Most people will never get the chance to have a face-to-face talk with Buffett. However, you don't have to sit down with the Oracle of Omaha to benefit from his investing advice. If Buffett could tell you one investment to make, this would probably be it.

Not the obvious answer

You might think that Buffett would recommend Berkshire Hathaway as the one investment to make. After all, most of Buffett's personal wealth is in the stock of the giant conglomerate. 

Berkshire has been Buffett's favorite stock to buy in recent years. Since 2016, he's led Berkshire to repurchase $63 billion of its shares. That means that Buffett has bought $9 billion more of the stock than he has of Apple and Chevron combined.

Buffett also still serves as chairman and CEO of Berkshire. Those roles make him a cheerleader of sorts for the company. It would make sense if he advised others to invest in Berkshire.

Despite all of this, though, Berkshire probably isn't the one investment that Buffett would tell you to make right now. Instead, he'd almost certainly recommend buying the Vanguard 500 Index Fund ETF (VOO -0.84%).

Behind Buffett's thinking

You only have to look to Buffett's 2013 letter to Berkshire Hathaway shareholders to gain insight into why he'd likely recommend the Vanguard 500 Index Fund ETF. He wrote back then that most investors don't know enough about the earnings power of specific businesses. Because of this, they shouldn't invest in specific stocks.

However, Buffett added that investors don't need such expertise. They don't have to pick individual winners. Instead, they can invest in a cross-section of businesses via a low-cost S&P 500 index fund

Buffett revealed that his will instructs that 90% of the cash his family receives upon his death be invested in a low-cost S&P 500 fund. (He advised that the other 10% be put in short-term government bonds.) The investing icon even made a specific suggestion to his estate's trustee: Buy a Vanguard fund.

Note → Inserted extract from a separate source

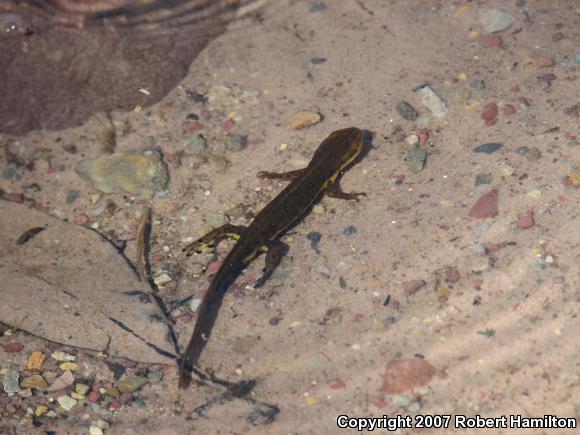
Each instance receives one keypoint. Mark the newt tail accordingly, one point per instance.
(331, 158)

Berkshire's portfolio includes two S&P 500 index funds: Vanguard 500 Index Fund ETF and SPDR S&P 500 ETF Trust. But Vanguard's expense ratio of 0.01% is well below the SDPR ETF's expense ratio of 0.09%. You won't find a lower-cost S&P 500 index fund than VOO.

A good bet

Buffett knows that most investors don't beat the S&P 500's performance. He even made a $1 million bet years ago that a top hedge fund manager couldn't outperform a Vanguard index fund. Buffett won the bet, with his winnings going to charity.

Investing in a fund like VOO should pay off over the long run. It certainly has done so in the past. Since its inception in 2010, the ETF has delivered an average annual return of over 13.5%. The S&P 500 itself has risen by an average of close to 10% during its lifetime. 

What would Buffett recommend to investors who are willing to do the research required to evaluate individual businesses? Probably Berkshire Hathaway. The stock has handily beaten the S&P 500 since Buffett gained control of Berkshire back in 1965. Berkshire is also similar to an index fund in that it's well diversified across multiple industries.

But without knowing your background, Buffett would almost certainly advise investing in an S&P 500 index fund like VOO. He understands that it's a good long-term bet for most people.